Effective reduction of sidelobes in pulse compression radars using NLFM signal processing approaches

Document Type : Original Article


1 Engineering Mathematics Department, Military Technical College, Cairo, Egypt.

2 Radar Department, Military Technical College, Cairo, Egypt.



Pulse compression techniques are widely used in modern radar systems to enhance range resolution and detection capability. As signal design is one of the basic factors of an efficient radar system, the problem of designing a radar signal with good characteristics using pulse compression is addressed in this paper. A linear frequency modulated (LFM) waveform has been widely used for conventional radars.
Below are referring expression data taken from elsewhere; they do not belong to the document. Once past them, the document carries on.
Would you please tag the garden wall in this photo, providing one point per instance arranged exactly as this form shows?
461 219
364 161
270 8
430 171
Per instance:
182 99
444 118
However, it has a higher sidelobe level which makes the detection of weak targets very difficult in presence of strong targets returns and as a result the problem of masking occurs. In order to get suppressed sidelobes of radar matched filter output as well as preserve the main lobe resolution and level to overcome the problem of masking, nonlinear frequency modulated (NLFM) signals are used in modern radars. In this paper, we will introduce two different approaches to design an optimized NLFM signal which is characterized by optimized sidelobe level (SLL). The first is the exponential piecewise linear function (EPWL) which is the modification of piecewise linear (PWL) functions relying on an exponential predistortioning function. The second is the odd-term polynomial approximation (OTPA) in which the generation of NLFM signal depends only on odd-powered terms of the polynomial function. Furthermore, the simulation results of autocorrelation functions (ACF) of the proposed signals show its superiority over the traditional LFM signals and significantly enhancement compared to the recent background work. The Doppler sensitivity of the designed signals has been evaluated, revealing that the first approach offers Doppler tolerance and is suitable for surveillance radar systems, while the second approach with a lower sidelobe level is used in applications such as Synthetic Aperture Radar (SAR). Finally, the ambiguity function of the designed signals has been measured to illustrate the effect of the Doppler effect relative to different velocities.